How can we turn Australia's ICT Big Idea's into billion dollar businesses? We all chase the dream of growth, but very few achieve remarkable success.
One of the most important factors is a leadership team. If you relied on the covers of the popular business magazines you might think it takes only an individual to run a company. No single CEO can possibly keep all the essentials in motion without help. But successful companies -- apart from those that are largely internally focused -- have outward facing leaders who are highly exploratory, particularly with business relationships and marketing opportunities.
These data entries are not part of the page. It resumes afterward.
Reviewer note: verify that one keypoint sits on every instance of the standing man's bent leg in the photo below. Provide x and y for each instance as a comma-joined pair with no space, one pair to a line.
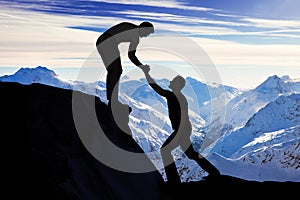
114,72
168,161
202,161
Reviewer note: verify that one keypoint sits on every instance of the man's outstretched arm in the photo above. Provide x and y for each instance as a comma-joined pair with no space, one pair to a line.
153,84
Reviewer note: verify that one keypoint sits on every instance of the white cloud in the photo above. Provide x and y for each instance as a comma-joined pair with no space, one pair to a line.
163,3
272,23
32,38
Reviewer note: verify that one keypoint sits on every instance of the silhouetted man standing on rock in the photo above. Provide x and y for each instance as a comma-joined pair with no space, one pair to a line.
107,46
178,114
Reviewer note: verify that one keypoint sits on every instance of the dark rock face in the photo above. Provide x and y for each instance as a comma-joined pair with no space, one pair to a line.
46,159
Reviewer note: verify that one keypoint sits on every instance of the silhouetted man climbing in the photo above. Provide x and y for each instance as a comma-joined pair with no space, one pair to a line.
178,114
107,46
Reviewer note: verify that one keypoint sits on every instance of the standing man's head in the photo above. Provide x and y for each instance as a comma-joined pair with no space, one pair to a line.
177,83
145,29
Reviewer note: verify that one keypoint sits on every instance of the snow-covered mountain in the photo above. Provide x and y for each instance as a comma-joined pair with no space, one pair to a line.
269,142
259,131
242,107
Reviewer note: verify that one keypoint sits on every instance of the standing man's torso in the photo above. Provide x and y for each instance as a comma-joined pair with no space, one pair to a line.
124,32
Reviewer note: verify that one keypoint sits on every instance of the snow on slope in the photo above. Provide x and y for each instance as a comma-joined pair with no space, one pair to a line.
282,113
271,153
241,108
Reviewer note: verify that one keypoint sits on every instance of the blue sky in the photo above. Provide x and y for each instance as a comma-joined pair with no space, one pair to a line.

Leaders need to be good communicators. They need to have chemistry; charisma that lets them bridge the gaps between partners, customers, industry leaders and, importantly, investors. They must be accomplished at finding, qualifying, and shaping the deals and relationships that ultimately will shape the company.
The current soggy economy, plus a volatile stock market, will dampen entrepreneurial activity. Don't quit your day job! However, if you are considering starting a company that's going to build the next great product or service, don't let the naysayers dissuade you. But do your homework and then find a way to fund your venture and build the team.
But you must be prepared to bring an airtight business plan and a gleaming resume to the negotiating tables. These days we have many more seasoned entrepreneurs who are getting a closer look in the current environment than the first-timers.
The first thing financiers look for is a strong, mature management team followed by signs that the company has already gained traction in the marketplace. It is also considered that forging strong alliances/partnerships can help, and it is generally thought easier for a new company to sell on the back of an established company as opposed to going out and selling from scratch.
Many entrepreneurs are beating the bushes in search of funding. Anyone making an investment decision is buffeted between powerful arguments for and against the company. Many avenues are pursued, such as talking to potential customers to find out if they really want the new product or service, and how much are they willing to pay.
Ask any venture capital player which of the various rounds of funding is the most difficult and you're likely to be told the second round. Call it a betwixt between difficulty. The first round is mainly helped by angel investors, friends, and family -- and some may even have been by the now defunct Commercial Ready program. But with the second round, when the company is barely off the ground, the stakes can look a bit iffy in the current economic climate coupled with the government's uncertain and indifferent attitude towards IT ventures.
Another option that is becoming more popular is the global corporate investor. The mega-vendors and others are now committing great sums of money to investments in companies around the world. Unlike VCs and equity funds, they have another agenda besides making money. They are also staking out claims in new emerging markets.
There are no easy choices. Venture capitalists can be the best thing that's happened to the company or its worst nightmare. You need to research the VCs and likely future financiers in the same way they will research you and your offerings.